Meu Caro Mário: Grato pelo comentário. Bem sabia eu, de antemão, a polémica que o meu texto iria provocar porque, como escreveu Marguerite Yorcenar, “toda a verdade gera um escândalo”.

Na verdade, podem ser tostões comparados com os milhões de euros da dívida pública. Mas não é isto que está verdadeiramente em causa no que tange às reformas, e não é tão despiciendo como pode parecer à primeira vista.

Explico-me melhor: pode estar em causa a própria sustentabilidade da Caixa Geral de Aposentações, pagando os jovens de hoje as asneiras que se foram cometendo, durante anos, numa igualdade de reformas entre desiguais, quer em idade, quer em habilitações académicas, quer em anos de serviço.

Continuação de um bom fim-de-semana.

joão boaventura disse...

Caro Rui

Quando o Estado aborda a inevitabilidade de cortes nas despesas, significa, despesas da sociedade civil (no ordem dos cem ou mil euros), porque oblitera intencionalmente as próprias, isto é, as do Estado (na ordem dos milhões).
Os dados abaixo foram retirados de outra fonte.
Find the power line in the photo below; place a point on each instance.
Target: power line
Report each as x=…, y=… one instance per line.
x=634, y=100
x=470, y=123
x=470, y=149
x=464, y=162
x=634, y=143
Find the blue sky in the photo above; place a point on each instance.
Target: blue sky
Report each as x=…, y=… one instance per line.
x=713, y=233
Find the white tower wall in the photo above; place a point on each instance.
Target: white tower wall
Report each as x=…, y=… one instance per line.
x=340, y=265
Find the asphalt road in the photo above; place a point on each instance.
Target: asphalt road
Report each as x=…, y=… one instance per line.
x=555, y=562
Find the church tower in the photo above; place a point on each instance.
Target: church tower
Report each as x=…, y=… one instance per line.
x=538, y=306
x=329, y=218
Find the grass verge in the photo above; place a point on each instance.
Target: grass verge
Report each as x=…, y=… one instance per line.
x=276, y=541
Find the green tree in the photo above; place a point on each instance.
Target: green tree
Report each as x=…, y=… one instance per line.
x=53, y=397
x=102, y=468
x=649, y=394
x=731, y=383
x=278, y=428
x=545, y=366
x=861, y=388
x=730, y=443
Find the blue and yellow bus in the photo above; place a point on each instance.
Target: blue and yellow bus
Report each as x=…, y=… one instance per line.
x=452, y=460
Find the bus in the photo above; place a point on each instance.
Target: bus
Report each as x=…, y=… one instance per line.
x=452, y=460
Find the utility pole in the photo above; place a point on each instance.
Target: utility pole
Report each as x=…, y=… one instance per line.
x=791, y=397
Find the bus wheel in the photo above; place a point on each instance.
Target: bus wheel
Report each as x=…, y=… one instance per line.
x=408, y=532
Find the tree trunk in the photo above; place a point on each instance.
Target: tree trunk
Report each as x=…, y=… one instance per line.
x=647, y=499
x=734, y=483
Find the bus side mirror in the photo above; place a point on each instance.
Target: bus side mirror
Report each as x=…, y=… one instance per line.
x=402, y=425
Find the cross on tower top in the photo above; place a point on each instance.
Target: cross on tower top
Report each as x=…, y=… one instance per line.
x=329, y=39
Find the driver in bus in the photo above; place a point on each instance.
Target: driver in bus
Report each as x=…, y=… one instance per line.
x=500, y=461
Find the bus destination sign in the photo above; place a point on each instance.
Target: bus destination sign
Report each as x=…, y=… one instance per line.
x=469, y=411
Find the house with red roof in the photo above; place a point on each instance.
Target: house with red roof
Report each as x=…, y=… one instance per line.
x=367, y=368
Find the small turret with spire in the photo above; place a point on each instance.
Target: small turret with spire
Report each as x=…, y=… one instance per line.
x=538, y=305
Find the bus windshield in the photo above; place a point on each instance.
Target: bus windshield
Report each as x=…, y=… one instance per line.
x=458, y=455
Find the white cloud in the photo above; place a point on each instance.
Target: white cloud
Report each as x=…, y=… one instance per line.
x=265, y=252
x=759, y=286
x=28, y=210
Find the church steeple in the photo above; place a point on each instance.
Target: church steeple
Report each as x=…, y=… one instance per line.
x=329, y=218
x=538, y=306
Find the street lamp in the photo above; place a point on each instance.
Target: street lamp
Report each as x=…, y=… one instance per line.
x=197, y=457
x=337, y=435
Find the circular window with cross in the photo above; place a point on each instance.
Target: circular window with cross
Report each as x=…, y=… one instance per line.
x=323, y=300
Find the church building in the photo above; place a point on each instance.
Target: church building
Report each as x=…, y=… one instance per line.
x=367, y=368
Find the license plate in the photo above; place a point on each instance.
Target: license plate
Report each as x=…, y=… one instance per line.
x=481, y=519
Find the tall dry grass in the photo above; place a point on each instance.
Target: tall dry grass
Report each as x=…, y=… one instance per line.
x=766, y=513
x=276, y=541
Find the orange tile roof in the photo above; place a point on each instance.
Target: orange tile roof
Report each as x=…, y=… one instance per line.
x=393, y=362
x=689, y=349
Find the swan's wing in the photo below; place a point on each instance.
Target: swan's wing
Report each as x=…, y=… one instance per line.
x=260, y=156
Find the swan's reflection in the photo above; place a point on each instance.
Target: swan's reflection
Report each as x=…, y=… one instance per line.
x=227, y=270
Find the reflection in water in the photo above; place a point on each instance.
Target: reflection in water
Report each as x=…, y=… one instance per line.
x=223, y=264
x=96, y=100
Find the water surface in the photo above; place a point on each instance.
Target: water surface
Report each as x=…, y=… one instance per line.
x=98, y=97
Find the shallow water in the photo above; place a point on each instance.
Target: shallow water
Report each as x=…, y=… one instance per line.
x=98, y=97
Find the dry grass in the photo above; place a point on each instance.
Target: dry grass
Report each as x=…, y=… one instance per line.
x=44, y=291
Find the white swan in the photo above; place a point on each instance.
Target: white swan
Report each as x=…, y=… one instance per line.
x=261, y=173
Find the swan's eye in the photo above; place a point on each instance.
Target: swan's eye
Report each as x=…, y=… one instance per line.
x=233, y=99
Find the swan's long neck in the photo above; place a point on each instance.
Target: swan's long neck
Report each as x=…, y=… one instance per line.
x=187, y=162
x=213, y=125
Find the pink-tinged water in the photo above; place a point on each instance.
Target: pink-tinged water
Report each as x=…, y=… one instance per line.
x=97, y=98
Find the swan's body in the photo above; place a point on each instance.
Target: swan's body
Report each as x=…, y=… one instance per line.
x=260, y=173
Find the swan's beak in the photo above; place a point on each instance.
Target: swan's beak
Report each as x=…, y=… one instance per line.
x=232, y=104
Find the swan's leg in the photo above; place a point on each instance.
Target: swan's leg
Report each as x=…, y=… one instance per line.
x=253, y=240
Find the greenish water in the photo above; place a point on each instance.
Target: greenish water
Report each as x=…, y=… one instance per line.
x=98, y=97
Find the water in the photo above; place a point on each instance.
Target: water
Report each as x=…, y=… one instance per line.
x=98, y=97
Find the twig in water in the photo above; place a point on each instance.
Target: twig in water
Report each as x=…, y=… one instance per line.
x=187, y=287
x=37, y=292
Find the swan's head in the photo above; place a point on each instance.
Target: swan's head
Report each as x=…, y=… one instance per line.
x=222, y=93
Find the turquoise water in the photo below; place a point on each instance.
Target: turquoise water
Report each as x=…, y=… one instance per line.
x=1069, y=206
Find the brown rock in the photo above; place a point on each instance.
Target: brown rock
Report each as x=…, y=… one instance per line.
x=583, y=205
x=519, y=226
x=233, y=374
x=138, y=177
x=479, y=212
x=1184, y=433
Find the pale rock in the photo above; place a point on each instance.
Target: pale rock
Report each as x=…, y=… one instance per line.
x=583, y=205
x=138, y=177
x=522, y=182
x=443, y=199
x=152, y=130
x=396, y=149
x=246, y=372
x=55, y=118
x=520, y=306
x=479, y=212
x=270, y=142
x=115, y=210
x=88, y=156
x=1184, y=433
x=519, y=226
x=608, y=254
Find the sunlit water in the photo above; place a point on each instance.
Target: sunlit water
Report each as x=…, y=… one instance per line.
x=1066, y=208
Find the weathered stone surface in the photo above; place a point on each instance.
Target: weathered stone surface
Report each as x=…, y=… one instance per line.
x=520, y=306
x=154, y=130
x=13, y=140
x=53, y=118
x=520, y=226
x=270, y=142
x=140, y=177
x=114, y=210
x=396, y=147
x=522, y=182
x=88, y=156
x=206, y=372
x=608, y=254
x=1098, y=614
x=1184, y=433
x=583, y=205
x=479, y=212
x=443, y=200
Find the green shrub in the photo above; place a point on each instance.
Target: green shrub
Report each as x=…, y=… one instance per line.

Por isso se adianta que Janus tem duas faces, uma, sem qualquer máscara, estereotipada na sociedade civil, a qual se encontra codificada exaustiva e frequentemente nos cortes dos vencimentos, quer do pessoal activo, quer dos reformados, ou utilizando instrumentos de avaliação para reduzir as promoções, ou fechar centros de saúde, ou aumentos de impostos, ou…, ou…, repercutindo na sociedade civil a ideia de que todo o mal dela provém, de que está a mais, constitui um empecilho, e haverá que domesticá-la e domá-la, para os habituar a não ter muitos euros, porque o Estado não conseguiu ainda fazer como Esparta que produzia as moedas, intencionalmente, tão pesadas que ninguém as queria amealhar.

Nestas circunstâncias, o Estado resolveu o problema pelo corte e pelo imposto, o que de facto pesa menos, e a sociedade civil também fica impossibilitada de amealhar, o que é verdade, com a agravante de nem sequer poder prover a uma refeição diária. Mas como o Estado é generoso para acudir às necessidades da sociedade civil, logo resolveu fornecer algumas sopas às crianças, abrindo excepcionalmente os refeitórios das escolas nas férias. Gestos magnânimos destes escondem o que o Estado produziu: ou cortes nos vencimentos dos pais das crianças, ou pais no desemprego.

A outra face tem uma máscara para que ninguém a veja, à imitação de Deus quando disse a Moisés que ninguém lhe pode ver a face, que, quando muito, poderia vê-lo pelas costas quando se afastasse, depois de lhe entregar as Tábuas dos Mandamentos. Os muçulmanos também o sabem e por isso destruíram a imagem daquele enorme Buda incrustado na rocha, no Afeganistão, por considerarem que, se alguma imagem há, ela deve estar apenas na mente de cada um. Assim o Estado.

Chegados aqui, ao Estado não se pode ver a face, tal como Deus, sob pena de perder a sua mística, o seu mistério, ou, como disse Fernando Pessoa, observado o problema por outro ângulo, o Estado também uma sociedade secreta, porque era o retrato ampliado da reunião do Conselho de Ministro.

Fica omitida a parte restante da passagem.